Malbone: An Oldport Romance | Page 6

Thomas Wentworth Higginson
Mr. Malbone's shoulder," said Emilia, "she asked no more."
"Then you knew the pastor's family also, my child," said Aunt Jane, looking at her kindly and a little keenly.
"I was allowed to go there sometimes," she began, timidly.
"To meet her American Cousin," interrupted Philip. "I got some relaxation in the rules of the school. But, Aunt Jane, you have told us nothing about your health."
"There is nothing to tell," she answered. "I should like, if it were convenient, to be a little better. But in this life, if one can walk across the floor, and not be an idiot, it is something. That is all I aim at."
"Isn't it rather tiresome?" said Emilia, as the elder lady happened to look at her.
"Not at all," said Aunt Jane, composedly. "I naturally fall back into happiness, when left to myself."
"So you have returned to the house of your fathers," said Philip. "I hope you like it."
"It is commonplace in one respect," said Aunt Jane. "General Washington once slept here."
"Oh!" said Philip. "It is one of that class of houses?"
"Yes," said she. "There is not a village in America that has not half a dozen of them, not counting those where he only breakfasted. Did ever man sleep like that man? What else could he ever have done? Who governed, I wonder, while he was asleep? How he must have travelled! The swiftest horse could scarcely have carried him from one of these houses to another."
"I never was attached to the memory of Washington," meditated Philip; "but I always thought it was the pear-tree. It must have been that he was such a very unsettled person."
"He certainly was not what is called a domestic character," said Aunt Jane.
"I suppose you are, Miss Maxwell," said Philip. "Do you often go out?"
"Sometimes, to drive," said Aunt Jane. "Yesterday I went shopping with Kate, and sat in the carriage while she bought under-sleeves enough for a centipede. It is always so with that child. People talk about the trouble of getting a daughter ready to be married; but it is like being married once a month to live with her."
"I wonder that you take her to drive with you," suggested Philip, sympathetically.
"It is a great deal worse to drive without her," said the impetuous lady. "She is the only person who lets me enjoy things, and now I cannot enjoy them in her absence. Yesterday I drove alone over the three beaches, and left her at home with a dress-maker.
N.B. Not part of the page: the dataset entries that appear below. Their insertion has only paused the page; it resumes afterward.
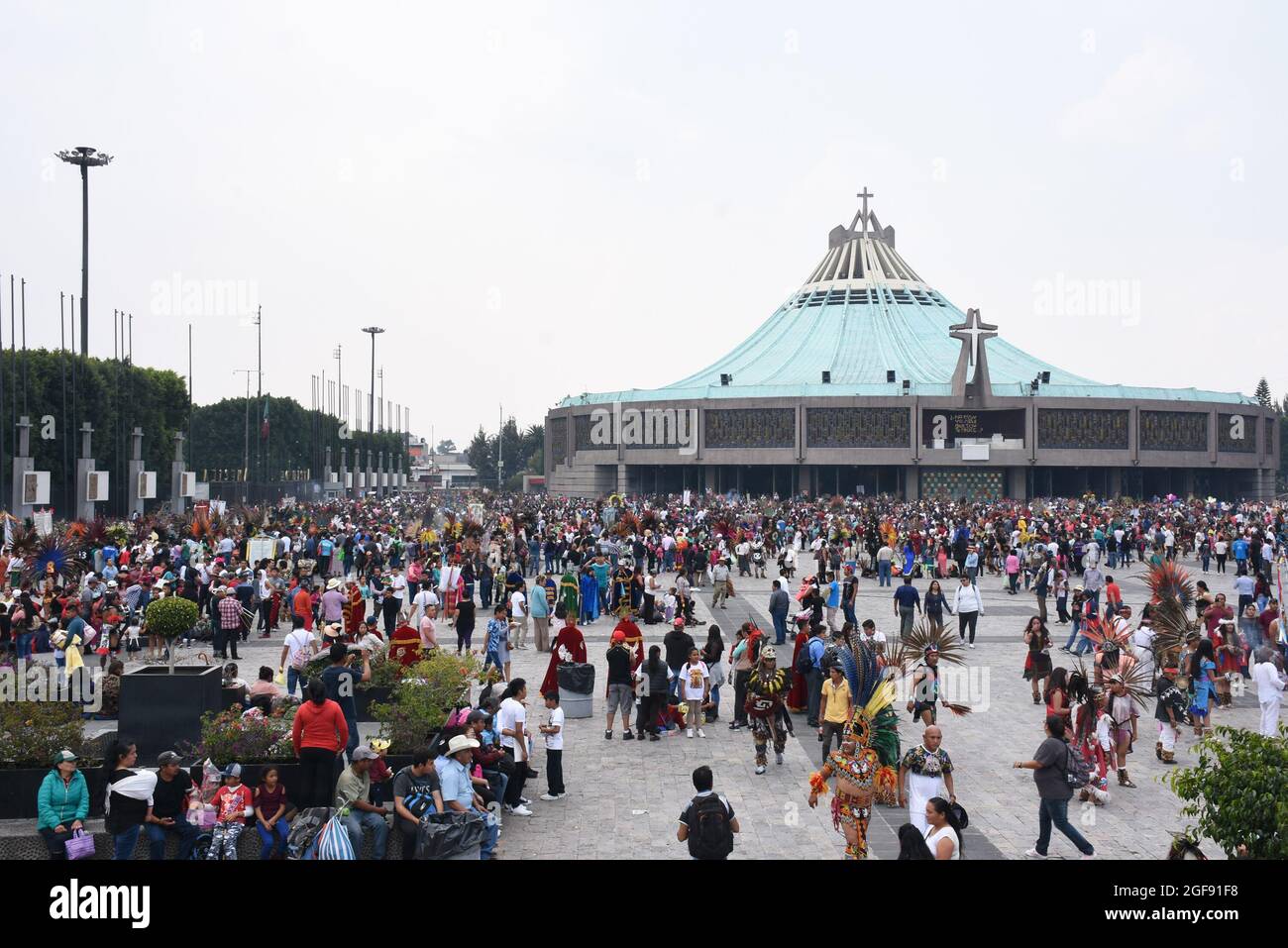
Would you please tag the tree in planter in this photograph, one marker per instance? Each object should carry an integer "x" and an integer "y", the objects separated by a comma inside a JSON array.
[
  {"x": 170, "y": 617},
  {"x": 31, "y": 732},
  {"x": 1239, "y": 791},
  {"x": 421, "y": 700}
]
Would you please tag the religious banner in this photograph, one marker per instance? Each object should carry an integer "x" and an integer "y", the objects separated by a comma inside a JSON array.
[
  {"x": 1172, "y": 430},
  {"x": 559, "y": 440},
  {"x": 948, "y": 425},
  {"x": 1082, "y": 428},
  {"x": 750, "y": 428},
  {"x": 857, "y": 428}
]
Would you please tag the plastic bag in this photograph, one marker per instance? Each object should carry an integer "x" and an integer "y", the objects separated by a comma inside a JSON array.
[
  {"x": 578, "y": 678},
  {"x": 442, "y": 835}
]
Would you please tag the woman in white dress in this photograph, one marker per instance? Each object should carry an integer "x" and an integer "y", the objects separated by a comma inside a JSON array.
[{"x": 943, "y": 836}]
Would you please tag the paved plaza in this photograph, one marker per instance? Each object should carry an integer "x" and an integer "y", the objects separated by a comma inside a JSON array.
[{"x": 625, "y": 797}]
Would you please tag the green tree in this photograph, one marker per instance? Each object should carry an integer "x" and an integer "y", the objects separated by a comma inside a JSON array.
[{"x": 1237, "y": 790}]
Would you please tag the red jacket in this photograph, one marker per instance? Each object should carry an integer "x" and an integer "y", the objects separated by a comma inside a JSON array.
[{"x": 320, "y": 725}]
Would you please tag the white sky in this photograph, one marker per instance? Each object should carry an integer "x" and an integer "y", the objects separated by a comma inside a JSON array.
[{"x": 537, "y": 200}]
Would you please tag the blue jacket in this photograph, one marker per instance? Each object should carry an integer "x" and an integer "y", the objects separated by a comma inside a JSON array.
[{"x": 58, "y": 804}]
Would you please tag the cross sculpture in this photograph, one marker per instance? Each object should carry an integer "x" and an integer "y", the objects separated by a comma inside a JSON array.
[{"x": 973, "y": 334}]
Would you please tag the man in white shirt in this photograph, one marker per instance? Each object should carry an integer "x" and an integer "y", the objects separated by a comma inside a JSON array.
[
  {"x": 519, "y": 616},
  {"x": 510, "y": 721},
  {"x": 1270, "y": 689},
  {"x": 424, "y": 599}
]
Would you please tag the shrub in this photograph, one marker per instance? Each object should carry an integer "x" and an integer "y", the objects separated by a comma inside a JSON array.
[
  {"x": 423, "y": 699},
  {"x": 31, "y": 732},
  {"x": 230, "y": 737},
  {"x": 1239, "y": 791}
]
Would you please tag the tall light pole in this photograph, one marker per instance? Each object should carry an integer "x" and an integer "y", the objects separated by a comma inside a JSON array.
[
  {"x": 372, "y": 415},
  {"x": 86, "y": 158}
]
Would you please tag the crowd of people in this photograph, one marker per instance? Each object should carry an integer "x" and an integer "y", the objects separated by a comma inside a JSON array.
[{"x": 355, "y": 578}]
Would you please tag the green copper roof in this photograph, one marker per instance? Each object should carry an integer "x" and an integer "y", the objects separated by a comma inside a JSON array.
[{"x": 863, "y": 312}]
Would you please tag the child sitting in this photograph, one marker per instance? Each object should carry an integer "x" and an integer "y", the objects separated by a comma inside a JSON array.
[{"x": 232, "y": 805}]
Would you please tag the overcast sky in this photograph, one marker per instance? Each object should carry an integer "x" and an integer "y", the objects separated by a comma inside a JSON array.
[{"x": 537, "y": 200}]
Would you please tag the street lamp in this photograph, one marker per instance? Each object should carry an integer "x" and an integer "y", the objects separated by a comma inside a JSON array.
[
  {"x": 86, "y": 158},
  {"x": 372, "y": 415}
]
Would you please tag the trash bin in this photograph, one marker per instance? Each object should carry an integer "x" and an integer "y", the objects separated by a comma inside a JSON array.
[
  {"x": 578, "y": 689},
  {"x": 451, "y": 836}
]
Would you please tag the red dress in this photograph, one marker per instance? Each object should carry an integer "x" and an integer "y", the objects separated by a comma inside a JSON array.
[{"x": 568, "y": 643}]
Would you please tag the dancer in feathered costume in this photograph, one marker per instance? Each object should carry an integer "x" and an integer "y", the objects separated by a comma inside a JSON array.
[
  {"x": 855, "y": 766},
  {"x": 767, "y": 687}
]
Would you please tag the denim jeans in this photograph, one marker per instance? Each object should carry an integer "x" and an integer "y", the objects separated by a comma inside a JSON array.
[
  {"x": 273, "y": 839},
  {"x": 356, "y": 822},
  {"x": 185, "y": 831},
  {"x": 1056, "y": 811},
  {"x": 124, "y": 843}
]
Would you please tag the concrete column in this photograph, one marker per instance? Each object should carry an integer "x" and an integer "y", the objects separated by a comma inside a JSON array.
[
  {"x": 1017, "y": 483},
  {"x": 911, "y": 481},
  {"x": 22, "y": 463},
  {"x": 136, "y": 471},
  {"x": 84, "y": 467},
  {"x": 178, "y": 502}
]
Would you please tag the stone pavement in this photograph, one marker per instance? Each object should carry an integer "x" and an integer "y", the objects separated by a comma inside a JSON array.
[{"x": 625, "y": 797}]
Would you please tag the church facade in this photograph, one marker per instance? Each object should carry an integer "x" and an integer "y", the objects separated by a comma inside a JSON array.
[{"x": 870, "y": 381}]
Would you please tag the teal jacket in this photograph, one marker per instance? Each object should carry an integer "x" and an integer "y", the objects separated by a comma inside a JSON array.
[{"x": 62, "y": 802}]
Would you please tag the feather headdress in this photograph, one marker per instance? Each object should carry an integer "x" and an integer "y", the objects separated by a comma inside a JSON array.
[{"x": 912, "y": 651}]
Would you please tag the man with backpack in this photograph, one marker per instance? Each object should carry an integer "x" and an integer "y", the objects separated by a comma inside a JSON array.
[{"x": 708, "y": 822}]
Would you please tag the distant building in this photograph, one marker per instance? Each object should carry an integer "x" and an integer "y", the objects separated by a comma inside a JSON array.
[
  {"x": 438, "y": 471},
  {"x": 868, "y": 380}
]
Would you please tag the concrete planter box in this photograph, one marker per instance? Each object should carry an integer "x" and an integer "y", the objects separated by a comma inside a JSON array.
[{"x": 160, "y": 711}]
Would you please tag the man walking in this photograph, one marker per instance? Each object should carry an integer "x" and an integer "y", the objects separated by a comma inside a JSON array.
[
  {"x": 778, "y": 607},
  {"x": 907, "y": 600}
]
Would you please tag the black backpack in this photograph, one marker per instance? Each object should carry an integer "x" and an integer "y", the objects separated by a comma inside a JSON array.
[{"x": 709, "y": 833}]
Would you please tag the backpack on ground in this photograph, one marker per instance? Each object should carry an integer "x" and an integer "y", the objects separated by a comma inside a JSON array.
[{"x": 709, "y": 833}]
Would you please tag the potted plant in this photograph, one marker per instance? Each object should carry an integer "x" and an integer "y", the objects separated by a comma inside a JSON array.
[
  {"x": 421, "y": 700},
  {"x": 385, "y": 674},
  {"x": 1237, "y": 790},
  {"x": 31, "y": 732},
  {"x": 162, "y": 706}
]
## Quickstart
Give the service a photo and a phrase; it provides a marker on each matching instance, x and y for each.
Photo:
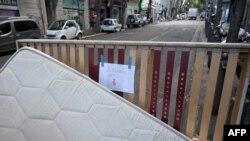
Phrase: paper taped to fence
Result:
(117, 77)
(50, 101)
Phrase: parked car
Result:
(192, 13)
(113, 25)
(134, 20)
(145, 20)
(64, 29)
(14, 28)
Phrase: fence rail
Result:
(172, 80)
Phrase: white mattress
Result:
(42, 99)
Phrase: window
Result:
(20, 26)
(5, 28)
(31, 25)
(70, 24)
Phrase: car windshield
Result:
(57, 25)
(107, 22)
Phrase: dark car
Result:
(14, 28)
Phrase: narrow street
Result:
(175, 31)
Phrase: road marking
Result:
(164, 33)
(117, 37)
(154, 38)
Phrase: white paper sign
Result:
(117, 77)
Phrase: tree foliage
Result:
(237, 12)
(200, 4)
Never did I see so many lines of surf; but they only seemed to me like some of Kate's ball-dresses, with the prevailing flounces, six deep. I was so enraged that she was not there, I wished to cover my face with my handkerchief. By the third beach I was ready for the madhouse."
"Is Oldport a pleasant place to live in?" asked Emilia, eagerly.
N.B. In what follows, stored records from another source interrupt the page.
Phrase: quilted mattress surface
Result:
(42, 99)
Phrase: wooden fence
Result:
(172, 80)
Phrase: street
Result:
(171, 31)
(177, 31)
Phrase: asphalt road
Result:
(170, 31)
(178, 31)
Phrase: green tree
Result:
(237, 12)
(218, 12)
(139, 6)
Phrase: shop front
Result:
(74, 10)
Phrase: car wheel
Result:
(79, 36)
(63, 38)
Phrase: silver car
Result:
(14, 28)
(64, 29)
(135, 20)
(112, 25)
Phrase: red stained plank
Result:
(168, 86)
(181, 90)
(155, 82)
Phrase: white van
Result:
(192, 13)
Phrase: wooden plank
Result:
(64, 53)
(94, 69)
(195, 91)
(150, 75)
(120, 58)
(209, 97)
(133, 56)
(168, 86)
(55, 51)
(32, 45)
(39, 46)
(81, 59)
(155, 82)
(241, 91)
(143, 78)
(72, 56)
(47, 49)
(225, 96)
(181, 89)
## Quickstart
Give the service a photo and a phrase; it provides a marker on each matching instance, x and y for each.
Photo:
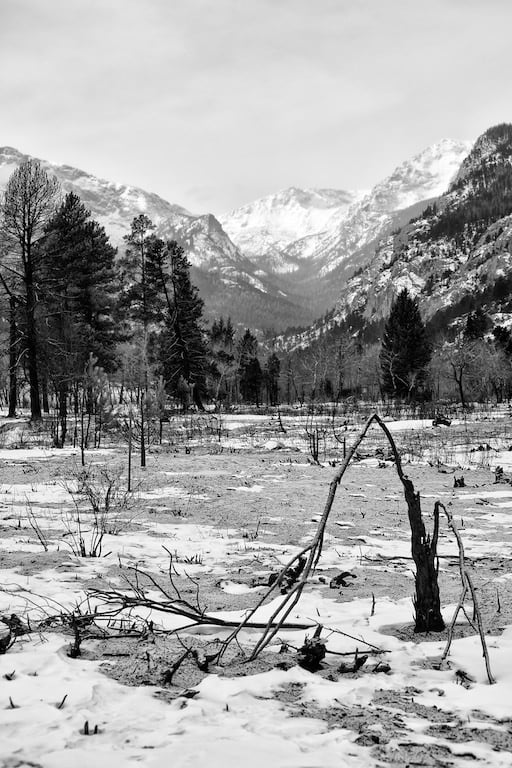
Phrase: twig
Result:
(467, 585)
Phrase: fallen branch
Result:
(467, 586)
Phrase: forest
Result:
(96, 335)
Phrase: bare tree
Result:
(30, 198)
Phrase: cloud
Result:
(240, 98)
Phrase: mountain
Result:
(456, 255)
(319, 238)
(229, 282)
(265, 229)
(284, 259)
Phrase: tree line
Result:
(84, 324)
(79, 317)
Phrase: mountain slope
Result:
(231, 283)
(264, 229)
(458, 252)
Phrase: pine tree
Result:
(30, 199)
(272, 371)
(77, 282)
(249, 368)
(137, 296)
(223, 363)
(405, 351)
(182, 348)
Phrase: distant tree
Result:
(137, 296)
(78, 291)
(503, 339)
(271, 376)
(30, 199)
(249, 368)
(405, 350)
(223, 363)
(477, 324)
(182, 348)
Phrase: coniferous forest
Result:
(89, 329)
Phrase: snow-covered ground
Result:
(202, 507)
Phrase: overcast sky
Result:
(213, 103)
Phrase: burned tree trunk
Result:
(427, 604)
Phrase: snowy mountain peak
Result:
(264, 228)
(495, 145)
(428, 174)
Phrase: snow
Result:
(233, 720)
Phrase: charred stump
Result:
(427, 603)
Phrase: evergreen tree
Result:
(138, 297)
(77, 282)
(249, 368)
(30, 199)
(223, 363)
(272, 371)
(405, 351)
(183, 354)
(477, 324)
"It is amusing in the summer," said Aunt Jane, "though the society is nothing but a pack of visiting-cards. In winter it is too dull for young people, and only suits quiet old women like me, who merely live here to keep the Ten Commandments and darn their stockings."
Meantime the children were aiming at Emilia, whose butterfly looks amazed and charmed them, but who evidently did not know what to do with their eager affection.
"I know about you," said little Helen; "I know what you said when you were little."
"Did I say anything?" asked Emilia, carelessly.
"Yes," replied the child, and began to repeat the oft-told domestic tradition in an accurate way, as if it were a school lesson. "Once you had been naughty, and your papa thought it his duty to slap you, and you cried; and he told you in French, because he always spoke French with you, that he did not punish you for his own pleasure. Then you stopped crying, and asked, 'Pour le plaisir de qui alors?' That means 'For whose pleasure then?' Hope said it was a droll question for a little girl to ask."
"I do not think it was Emilia who asked that remarkable question, little girl," said Kate.
"I dare say it was," said Emilia; "I have been asking it all my life." Her eyes grew very moist, what with fatigue and excitement. But just then, as is apt to happen in this world, they were all suddenly recalled from tears to tea, and the children smothered their curiosity in strawberries and cream.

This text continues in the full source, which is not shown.